La fissità della cultura odierna è riflesso della serialità dei prodotti di matrice industriale che acquistiamo e risente di uno stile di vita standardizzato. È ormai diffusa da tempo l’immagine, peraltro assai efficace, del supermercato delle idee, idee da consumare, cose che nella loro finitezza non possono che continuamente sostituirsi con altrettante cose di identica fattura.

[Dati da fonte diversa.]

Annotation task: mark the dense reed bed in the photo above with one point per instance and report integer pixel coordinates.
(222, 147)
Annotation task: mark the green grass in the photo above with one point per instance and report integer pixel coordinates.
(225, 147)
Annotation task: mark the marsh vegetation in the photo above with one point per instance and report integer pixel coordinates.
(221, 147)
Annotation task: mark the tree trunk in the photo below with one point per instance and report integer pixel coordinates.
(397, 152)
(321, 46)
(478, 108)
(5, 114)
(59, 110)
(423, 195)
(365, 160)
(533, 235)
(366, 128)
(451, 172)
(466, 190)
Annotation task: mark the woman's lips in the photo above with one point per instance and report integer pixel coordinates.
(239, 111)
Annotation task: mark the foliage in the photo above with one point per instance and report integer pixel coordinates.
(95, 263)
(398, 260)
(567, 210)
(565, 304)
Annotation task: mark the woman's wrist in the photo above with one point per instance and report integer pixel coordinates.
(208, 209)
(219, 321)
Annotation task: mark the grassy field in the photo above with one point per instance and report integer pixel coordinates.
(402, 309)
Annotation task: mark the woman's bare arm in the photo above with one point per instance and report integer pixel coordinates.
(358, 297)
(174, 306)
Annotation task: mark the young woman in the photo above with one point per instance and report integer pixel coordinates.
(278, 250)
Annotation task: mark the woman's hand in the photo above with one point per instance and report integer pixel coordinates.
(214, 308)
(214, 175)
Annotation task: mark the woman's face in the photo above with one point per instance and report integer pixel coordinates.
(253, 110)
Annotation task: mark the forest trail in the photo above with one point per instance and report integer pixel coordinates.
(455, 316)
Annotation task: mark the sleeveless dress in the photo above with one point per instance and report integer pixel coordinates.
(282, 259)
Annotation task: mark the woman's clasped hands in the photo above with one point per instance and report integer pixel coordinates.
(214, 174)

La circolarità del sapere della coscienza collettiva è provata da alcuni indizi. In primis l’opinione è diventata dogma irriformabile: è solo la donna che può decidere in merito all’aborto, omosessuali si nasce, il fascismo non è mai morto, l’uomo è il cancro del pianeta, etc. La rigidità del pensiero regredisce a fissismo e dunque conservatorismo: alla regola imposta ex cathedra – che sia tinta di verde, rosso o arcobaleno poco importa – nulla si può obiettare, nulla eccepire perché immodificabile, regola da tenersi in modo definitivo. La necessità ideologica diviene allora vincolo soffocante, canone coatto spacciato come strumento di libertà. È questa dunque l’era, sempre più breve, della ripetitività dei concetti, della monotonia degli slogan, dello stereotipo elevato a novità solo per i ciechi, del moto perpetuo e concentrico delle infelicità travestite da trasgressioni, delle deperibilità delle verità. Si rimane a bocca aperta di fronte a certi fenomeni sociali perché si sbadiglia. I proclami di una certa e solita intellighenzia sanno dunque di stantio e vecchio.
La fissità della sensibilità contemporanea si rileva anche nell’interpretazione e percezione del tempo. Esiste un tempo unico, il tempo presente. Non è predicabile un dinamismo dell’oggi che guarda indietro, nel passato (la cancel culture attesta la validità di questo asserto) e dell’oggi proiettato avanti, nel futuro. Il futuro, invero, è spesso citato da molti, ma come necessaria utopia da inseguire correndo sul posto. È infatti necessario al sovvertimento dei costumi che gli obiettivi posti nel domani mai si raggiungano.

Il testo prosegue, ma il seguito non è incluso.